What were the immediate post-Civil War relations between the ex-CSA and the USA? How many years was it before the average person in the south stopped holding a grudge against the northerners? Is there still any grudge between the north and south today?
>>2980758
>What were the immediate post-Civil War relations between the ex-CSA and the USA?
Things were very tense. The southern states were put under military governments during a process called "Reconstruction", which almost made the Southern States colonies. This lasted until 1877. Similarly, southerners detested northern "carpetbaggers" that came to live in the south.
>How many years was it before the average person in the south stopped holding a grudge against the northerners?
There's no hard-and-fast cutoff, but I've read that it wasn't until the Spanish-American War when the mutual bitterness subsided. However, the north-south divide was visible politically into the 1960s.
>Is there still any grudge between the north and south today?
Some, but it's relatively minor. The Great Plains and mountain NW are often "northern" but act more like southern states than other northern states, so the divide is more than just north-south.
>How many years was it before the average person in the south stopped holding a grudge against the northerners?

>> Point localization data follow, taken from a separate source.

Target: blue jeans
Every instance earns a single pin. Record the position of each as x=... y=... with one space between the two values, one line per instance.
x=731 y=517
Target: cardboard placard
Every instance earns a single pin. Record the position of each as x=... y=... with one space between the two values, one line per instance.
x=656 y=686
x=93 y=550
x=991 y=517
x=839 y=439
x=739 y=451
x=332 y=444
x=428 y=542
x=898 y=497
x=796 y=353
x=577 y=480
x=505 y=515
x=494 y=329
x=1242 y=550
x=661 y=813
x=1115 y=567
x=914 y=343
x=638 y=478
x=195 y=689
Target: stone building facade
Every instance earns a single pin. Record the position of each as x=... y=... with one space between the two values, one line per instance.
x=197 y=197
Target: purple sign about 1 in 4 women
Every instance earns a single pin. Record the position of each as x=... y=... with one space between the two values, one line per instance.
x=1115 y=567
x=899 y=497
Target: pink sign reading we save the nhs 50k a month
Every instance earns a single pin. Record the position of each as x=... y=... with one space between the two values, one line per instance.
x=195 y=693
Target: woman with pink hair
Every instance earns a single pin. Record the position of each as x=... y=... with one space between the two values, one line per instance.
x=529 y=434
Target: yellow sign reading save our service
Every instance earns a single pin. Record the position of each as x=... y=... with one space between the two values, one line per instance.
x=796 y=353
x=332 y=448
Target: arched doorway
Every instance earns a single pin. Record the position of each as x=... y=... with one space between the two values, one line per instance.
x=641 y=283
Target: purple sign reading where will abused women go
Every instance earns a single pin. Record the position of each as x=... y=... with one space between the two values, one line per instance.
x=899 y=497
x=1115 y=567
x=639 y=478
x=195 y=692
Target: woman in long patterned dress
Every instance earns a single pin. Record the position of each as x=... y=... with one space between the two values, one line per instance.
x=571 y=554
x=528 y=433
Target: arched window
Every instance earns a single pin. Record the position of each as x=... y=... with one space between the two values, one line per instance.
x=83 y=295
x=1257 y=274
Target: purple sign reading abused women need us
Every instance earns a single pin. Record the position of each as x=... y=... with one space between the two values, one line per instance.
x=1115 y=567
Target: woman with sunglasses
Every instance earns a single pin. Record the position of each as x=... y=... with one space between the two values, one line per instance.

I have a lot of family in the Southern states. Even today there is a lot of animosity towards "Yankees" and there is still an apparent political divide, but it goes a lot further than the Civil War.
>>2980758
The United States of America conquered the Confederate States. It annexed and ruled them, and over time integrated them.
You are conquered people.
>>2980921
Not fully integrated, still occupied
>>2980758
Honestly we still have a grudge. Puritans piss us off.